ECLI:NL:RBGEL:2017:3062
Rechtbank Gelderland
- Eerste aanleg - enkelvoudig
- Rechtspraak.nl
Beoordeling van samenhangende strafzaken in het bestuursrecht met betrekking tot rechtsbijstandvergoedingen
In deze zaak heeft de Rechtbank Gelderland op 8 juni 2017 uitspraak gedaan in een geschil tussen eisers, vertegenwoordigd door mr. M.J. Lamers, en het bestuur van de Raad voor Rechtsbijstand te 's-Hertogenbosch. Het geschil betreft de toekenning van een samenhangende vergoeding voor rechtsbijstand in verband met twee strafzaken die gelijktijdig zijn behandeld.
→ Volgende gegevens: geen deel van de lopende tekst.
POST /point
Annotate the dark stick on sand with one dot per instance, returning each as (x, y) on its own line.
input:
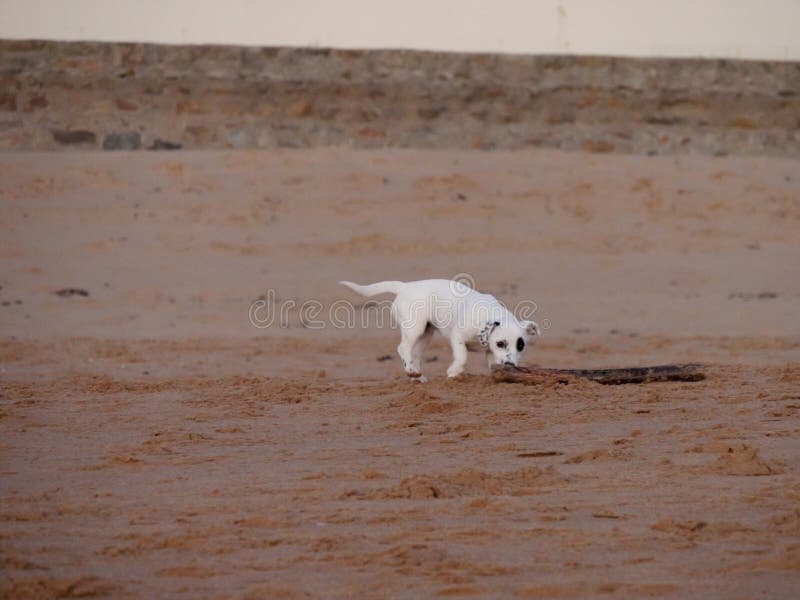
(510, 374)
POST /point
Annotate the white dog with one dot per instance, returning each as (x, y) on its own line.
(471, 321)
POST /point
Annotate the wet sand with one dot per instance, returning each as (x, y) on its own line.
(155, 443)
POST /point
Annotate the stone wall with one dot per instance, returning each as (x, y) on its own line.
(138, 96)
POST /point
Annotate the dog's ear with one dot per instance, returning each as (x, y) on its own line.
(483, 334)
(531, 327)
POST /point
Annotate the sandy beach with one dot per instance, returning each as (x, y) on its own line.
(156, 443)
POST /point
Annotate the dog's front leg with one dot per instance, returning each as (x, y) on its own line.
(459, 358)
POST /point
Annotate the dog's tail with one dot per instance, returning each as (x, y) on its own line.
(382, 287)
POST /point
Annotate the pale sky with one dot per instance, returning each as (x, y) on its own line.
(765, 29)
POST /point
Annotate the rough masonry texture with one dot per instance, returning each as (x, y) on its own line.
(113, 96)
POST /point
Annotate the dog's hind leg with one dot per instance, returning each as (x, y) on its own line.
(411, 337)
(419, 346)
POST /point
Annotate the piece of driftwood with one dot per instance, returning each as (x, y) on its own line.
(511, 374)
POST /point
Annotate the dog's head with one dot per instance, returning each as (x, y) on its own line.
(507, 341)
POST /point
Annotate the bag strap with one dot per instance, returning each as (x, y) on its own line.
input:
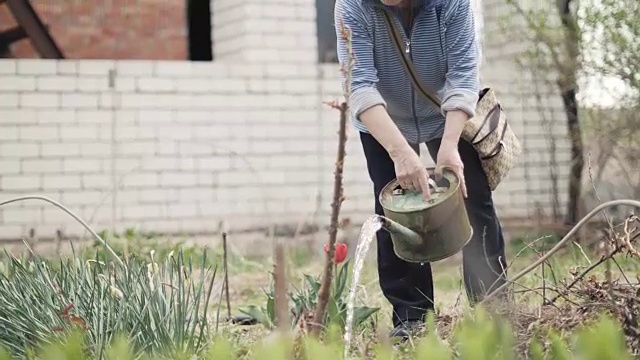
(396, 38)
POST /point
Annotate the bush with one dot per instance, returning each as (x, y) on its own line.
(160, 308)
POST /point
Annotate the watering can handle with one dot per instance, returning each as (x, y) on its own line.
(432, 183)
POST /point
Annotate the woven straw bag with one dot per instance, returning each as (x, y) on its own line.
(488, 131)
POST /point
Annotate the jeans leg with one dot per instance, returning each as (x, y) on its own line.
(484, 263)
(407, 286)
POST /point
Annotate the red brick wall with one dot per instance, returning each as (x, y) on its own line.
(109, 29)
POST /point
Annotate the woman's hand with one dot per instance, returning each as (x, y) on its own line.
(410, 171)
(449, 157)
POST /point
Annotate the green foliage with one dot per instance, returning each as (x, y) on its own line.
(304, 300)
(476, 337)
(162, 308)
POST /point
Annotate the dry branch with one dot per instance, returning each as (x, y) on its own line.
(338, 196)
(226, 272)
(280, 284)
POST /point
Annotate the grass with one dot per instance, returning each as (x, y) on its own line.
(182, 316)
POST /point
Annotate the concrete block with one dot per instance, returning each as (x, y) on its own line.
(39, 100)
(79, 101)
(20, 182)
(8, 66)
(9, 100)
(36, 67)
(19, 150)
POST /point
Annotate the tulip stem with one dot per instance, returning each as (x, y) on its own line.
(330, 263)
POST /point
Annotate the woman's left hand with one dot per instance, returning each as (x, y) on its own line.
(449, 157)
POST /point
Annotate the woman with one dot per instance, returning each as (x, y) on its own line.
(393, 120)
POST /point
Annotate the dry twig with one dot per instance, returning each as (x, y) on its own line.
(338, 196)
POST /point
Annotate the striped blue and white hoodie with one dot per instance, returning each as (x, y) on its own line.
(443, 47)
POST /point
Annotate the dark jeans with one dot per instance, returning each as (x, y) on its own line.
(409, 286)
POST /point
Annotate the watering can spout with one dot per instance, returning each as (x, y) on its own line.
(411, 237)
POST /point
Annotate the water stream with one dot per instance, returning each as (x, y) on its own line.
(367, 234)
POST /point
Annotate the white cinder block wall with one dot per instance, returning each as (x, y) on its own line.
(178, 147)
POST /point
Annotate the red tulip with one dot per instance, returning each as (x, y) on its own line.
(340, 253)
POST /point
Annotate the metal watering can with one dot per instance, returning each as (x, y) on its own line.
(426, 231)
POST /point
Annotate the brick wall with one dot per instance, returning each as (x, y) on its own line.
(178, 147)
(116, 29)
(538, 185)
(189, 144)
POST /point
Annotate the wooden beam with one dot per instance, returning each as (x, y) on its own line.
(27, 18)
(12, 35)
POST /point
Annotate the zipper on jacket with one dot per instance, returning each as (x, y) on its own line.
(407, 51)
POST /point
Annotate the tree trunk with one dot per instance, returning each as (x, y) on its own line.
(577, 156)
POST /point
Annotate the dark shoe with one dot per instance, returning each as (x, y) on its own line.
(407, 329)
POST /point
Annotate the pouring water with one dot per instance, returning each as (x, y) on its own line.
(367, 233)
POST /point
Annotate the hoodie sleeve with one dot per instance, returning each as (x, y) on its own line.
(462, 78)
(363, 92)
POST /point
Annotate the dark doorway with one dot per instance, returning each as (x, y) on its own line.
(326, 31)
(199, 23)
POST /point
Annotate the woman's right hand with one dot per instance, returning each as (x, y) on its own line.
(410, 171)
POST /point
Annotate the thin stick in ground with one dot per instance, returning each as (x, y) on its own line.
(338, 197)
(280, 285)
(226, 273)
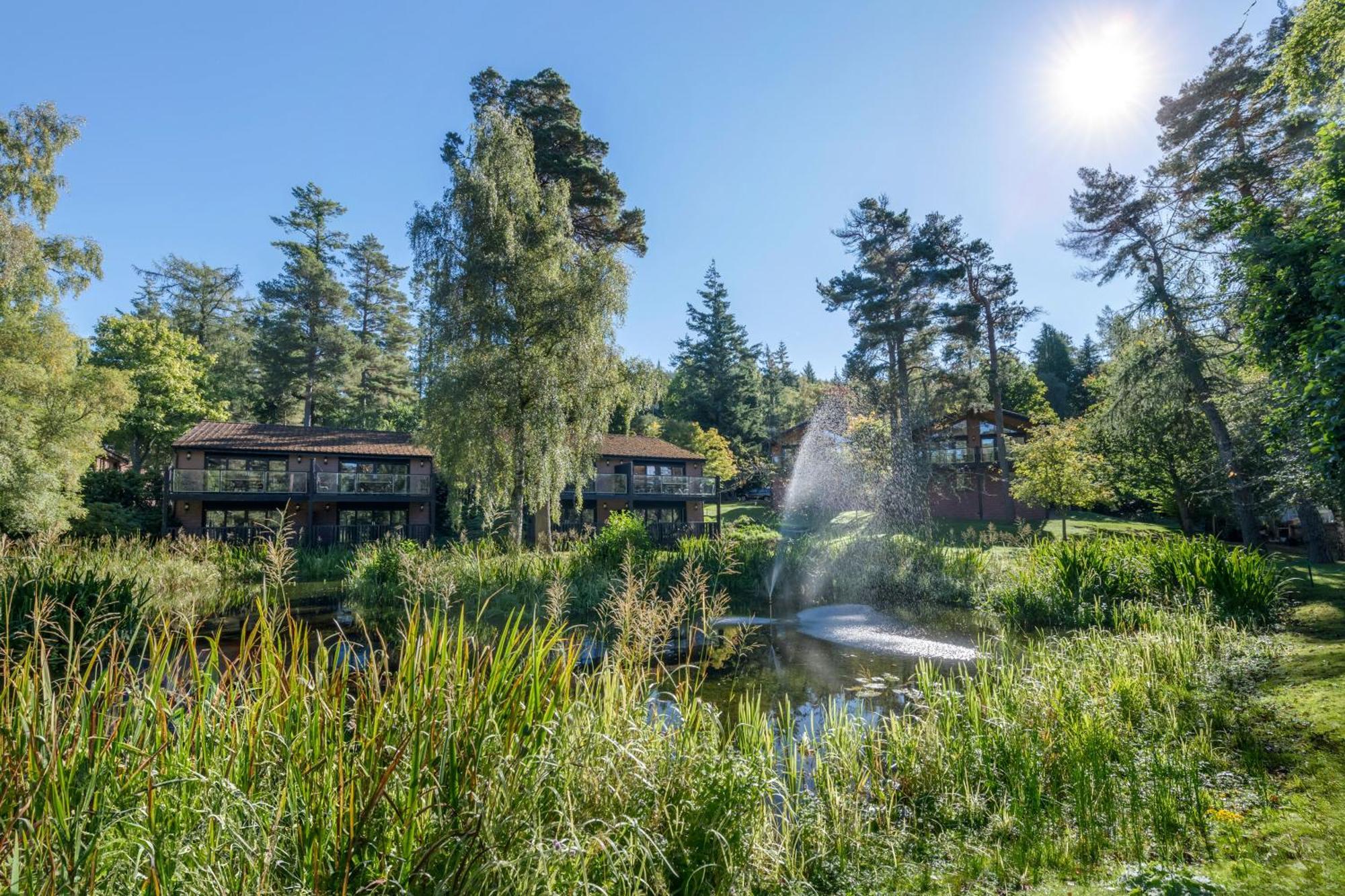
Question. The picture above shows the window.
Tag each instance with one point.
(252, 464)
(576, 517)
(661, 513)
(244, 517)
(375, 477)
(372, 517)
(658, 470)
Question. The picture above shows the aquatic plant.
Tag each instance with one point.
(478, 760)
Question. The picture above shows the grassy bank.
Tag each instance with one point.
(479, 762)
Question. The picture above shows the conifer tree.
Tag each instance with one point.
(524, 329)
(303, 345)
(206, 303)
(1054, 362)
(1130, 229)
(381, 392)
(718, 382)
(564, 151)
(985, 309)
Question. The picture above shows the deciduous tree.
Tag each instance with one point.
(54, 405)
(525, 327)
(305, 346)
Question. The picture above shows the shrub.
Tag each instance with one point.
(623, 533)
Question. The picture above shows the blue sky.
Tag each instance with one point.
(744, 130)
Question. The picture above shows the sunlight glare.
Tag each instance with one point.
(1101, 75)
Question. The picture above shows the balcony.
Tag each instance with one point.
(957, 456)
(315, 536)
(683, 486)
(239, 482)
(340, 483)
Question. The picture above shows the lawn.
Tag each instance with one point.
(744, 510)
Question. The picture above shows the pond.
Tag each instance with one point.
(829, 658)
(844, 658)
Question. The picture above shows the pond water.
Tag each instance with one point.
(845, 658)
(824, 659)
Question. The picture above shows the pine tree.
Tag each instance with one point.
(206, 303)
(524, 329)
(716, 382)
(1229, 132)
(381, 392)
(303, 346)
(1129, 229)
(985, 309)
(1054, 360)
(563, 151)
(1087, 364)
(890, 303)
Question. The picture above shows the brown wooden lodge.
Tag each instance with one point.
(239, 481)
(966, 481)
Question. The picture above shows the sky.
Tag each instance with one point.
(746, 131)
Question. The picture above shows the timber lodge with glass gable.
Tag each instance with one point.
(661, 483)
(235, 481)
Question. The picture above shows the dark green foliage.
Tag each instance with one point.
(208, 303)
(564, 151)
(303, 346)
(381, 395)
(1227, 132)
(718, 382)
(1295, 268)
(120, 503)
(888, 299)
(622, 533)
(1054, 361)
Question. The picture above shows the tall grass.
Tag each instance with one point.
(477, 760)
(1086, 581)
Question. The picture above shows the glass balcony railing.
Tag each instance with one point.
(346, 483)
(952, 456)
(270, 482)
(691, 486)
(607, 485)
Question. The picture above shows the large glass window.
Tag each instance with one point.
(660, 470)
(372, 517)
(375, 477)
(244, 517)
(661, 513)
(236, 463)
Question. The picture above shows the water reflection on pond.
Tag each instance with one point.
(845, 658)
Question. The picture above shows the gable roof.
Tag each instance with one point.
(646, 447)
(244, 436)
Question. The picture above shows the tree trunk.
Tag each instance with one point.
(1241, 490)
(1320, 549)
(517, 493)
(1180, 499)
(997, 399)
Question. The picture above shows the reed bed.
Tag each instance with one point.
(1085, 581)
(478, 760)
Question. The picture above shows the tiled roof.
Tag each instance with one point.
(645, 447)
(241, 436)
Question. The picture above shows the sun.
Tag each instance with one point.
(1102, 75)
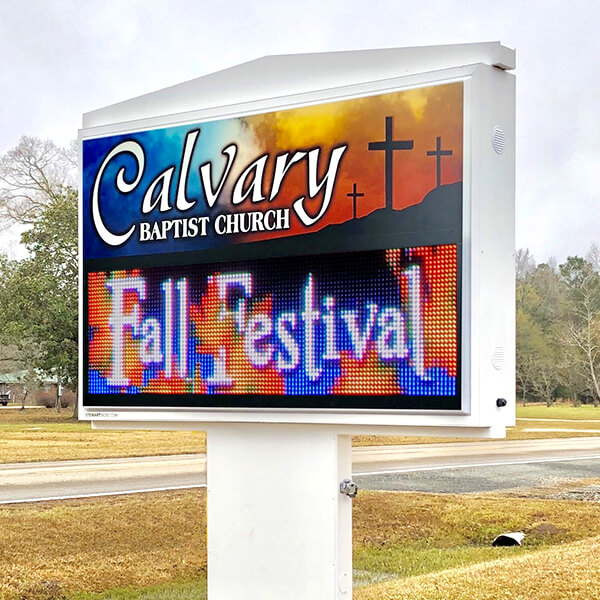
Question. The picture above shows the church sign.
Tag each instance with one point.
(306, 258)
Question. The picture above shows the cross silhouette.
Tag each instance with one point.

De eisers hebben beroep ingesteld tegen het besluit van de Raad voor Rechtsbijstand, waarin het bezwaar van eisers tegen de vastgestelde vergoeding ongegrond werd verklaard. De rechtbank heeft op 7 maart 2017 de zitting gehouden, waar eisers hun beroep hebben ingetrokken, waardoor dit geen verdere beoordeling behoeft.
De rechtbank heeft overwogen dat de twee strafzaken, die betrekking hebben op een Opiumwetdelict, als samenhangend kunnen worden aangemerkt. De Raad voor Rechtsbijstand heeft geoordeeld dat er sprake is van procedurele samenhang, omdat beide zaken gelijktijdig zijn behandeld. De rechtbank heeft vastgesteld dat de toevoegingen voor rechtsbijstand zijn verstrekt voor twee afzonderlijke dagvaardingen, maar dat de inhoudelijke samenhang tussen de zaken voldoende is om deze als verknocht te beschouwen. De rechtbank heeft daarbij verwezen naar eerdere uitspraken van de Afdeling bestuursrechtspraak van de Raad van State, waarin is bepaald dat zaken niet identiek hoeven te zijn om als verknocht te worden aangemerkt.
De rechtbank heeft geconcludeerd dat de Raad voor Rechtsbijstand de strafzaken terecht als samenhangend heeft beschouwd en dat de hoogte van de vergoeding daarop is afgestemd. Het beroep van eisers is ongegrond verklaard, en er is geen aanleiding voor een proceskostenveroordeling. De rechtbank heeft de beslissing openbaar uitgesproken en de partijen geïnformeerd over de mogelijkheid tot hoger beroep.